Remember to terminate the task scheduler to release the allocated resources.



```

utask_terminate();

```



## API



### utask_initialize



`int utask_initialize( int max, int stack_size, int flags )`



Initialize the task scheduler for the current thread.



If `UTASK_MULTI_THREAD` is not defined before `utask.h` is included

only one thread can use tasks. Otherwise, this function can be called

for each thread to initialize its task scheduler.



This function must be called outside a task.



### utask_terminate



`int utask_terminate()`



Terminate the task scheduler for the current thread.



This function must be called outside a task.



### utask_create



`int utask_create(void (*func)(void*), void *arg)`



Create a new task and add it in the task scheduler's running queue. The return value is the task identifier (same value returned by `utask_id` function).

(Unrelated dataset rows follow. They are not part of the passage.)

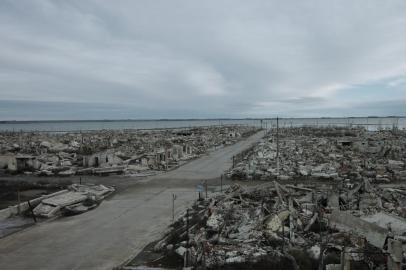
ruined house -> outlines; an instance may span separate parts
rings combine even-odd
[[[30,155],[4,155],[0,156],[0,168],[12,172],[31,171],[36,168],[36,159]]]
[[[130,165],[131,174],[145,169],[166,170],[215,146],[236,142],[240,134],[253,131],[251,127],[233,126],[60,134],[0,132],[0,154],[3,155],[0,169],[33,171],[35,175],[56,175],[62,171],[69,175],[93,174]],[[229,134],[236,136],[229,137]],[[35,159],[21,157],[17,161],[15,155],[31,155]]]
[[[83,157],[83,167],[106,167],[119,165],[123,160],[111,150]]]

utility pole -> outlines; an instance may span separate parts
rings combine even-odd
[[[282,224],[282,253],[285,253],[285,225]]]
[[[175,222],[175,200],[176,194],[172,193],[172,222]]]
[[[186,209],[186,248],[189,248],[189,208]]]
[[[320,207],[318,209],[319,212],[319,230],[320,230],[320,258],[319,258],[319,270],[323,270],[323,253],[324,253],[324,244],[323,244],[323,233],[321,231],[321,221],[323,219]]]
[[[18,200],[17,211],[18,211],[18,215],[20,215],[21,214],[20,183],[18,183],[18,187],[17,187],[17,200]]]
[[[184,258],[184,266],[189,266],[189,208],[186,209],[186,252]]]
[[[279,176],[279,117],[276,117],[276,174]]]
[[[220,192],[223,193],[223,174],[221,175],[220,178]]]
[[[207,199],[207,180],[204,181],[204,189],[206,191],[206,199]]]

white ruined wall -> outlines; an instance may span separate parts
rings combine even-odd
[[[17,170],[17,162],[14,156],[4,155],[0,156],[0,169],[6,169],[15,171]]]
[[[123,160],[112,152],[96,153],[83,158],[84,167],[106,167],[119,165]]]

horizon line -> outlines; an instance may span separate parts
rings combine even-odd
[[[406,116],[331,116],[331,117],[246,117],[246,118],[151,118],[151,119],[49,119],[49,120],[0,120],[0,124],[54,123],[54,122],[132,122],[132,121],[232,121],[232,120],[276,120],[279,119],[357,119],[357,118],[406,118]]]

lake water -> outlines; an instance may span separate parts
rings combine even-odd
[[[89,131],[103,129],[165,129],[218,125],[248,125],[270,128],[276,119],[222,119],[222,120],[105,120],[105,121],[15,121],[1,122],[0,131]],[[296,126],[365,126],[369,130],[406,128],[406,117],[360,117],[360,118],[283,118],[280,127]]]

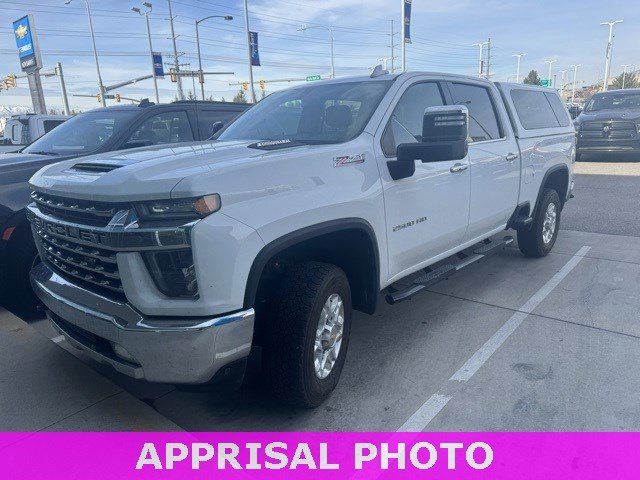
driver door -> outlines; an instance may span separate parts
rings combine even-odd
[[[395,160],[401,143],[418,142],[427,107],[446,104],[444,85],[438,81],[407,82],[380,142],[378,164],[386,209],[389,281],[428,264],[460,243],[469,220],[469,158],[432,163],[416,162],[415,174],[393,180],[388,161]],[[376,149],[377,150],[377,149]],[[461,164],[462,169],[452,167]]]

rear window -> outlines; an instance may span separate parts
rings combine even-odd
[[[51,130],[53,130],[63,122],[64,120],[45,120],[44,122],[42,122],[44,133],[49,133]]]
[[[553,113],[556,114],[556,118],[558,119],[558,123],[561,127],[568,127],[571,121],[571,117],[569,116],[569,111],[567,107],[565,107],[560,97],[555,93],[545,93],[547,100],[551,104],[551,108],[553,108]]]
[[[520,123],[525,129],[537,130],[560,126],[545,92],[512,90],[511,99],[516,107]]]

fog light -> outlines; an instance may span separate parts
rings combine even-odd
[[[191,250],[146,252],[144,259],[158,290],[168,297],[195,297],[198,281]]]
[[[136,359],[127,352],[127,349],[122,345],[117,344],[116,342],[111,342],[111,347],[113,348],[114,353],[123,360],[126,360],[130,363],[136,363]]]

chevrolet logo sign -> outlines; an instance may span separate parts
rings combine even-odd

This function can be called inside and outside a task.



### utask_run



`int utask_run()`



Run the task scheduler until all tasks are completed.



Tasks are selected via round-robin algorithm.



### utask_yield



`int utask_yield()`



Relinquish control and enables the task scheduler run another task.



### utask_id



`int utask_id()`



Returns the current task identifier.



### utask_count



`int utask_count()`



Returns the number of tasks in runnable state.



### utask_info



`int utask_info( utask_info_t *info )`



Returns information about the task scheduler state.



# Stack size



There is no simple and portable way to accurately check for stack overflows. Furthermore, the task stack does not grow as needed, as operating systems usually do with threads. The library attempts to perform rudimentary validations to detect possible stack overflows, but this is not sufficient to ensure execution stability (especially if the call graph is deep). Be sure to test your application to verify that the specified stack size is sufficient for various use cases.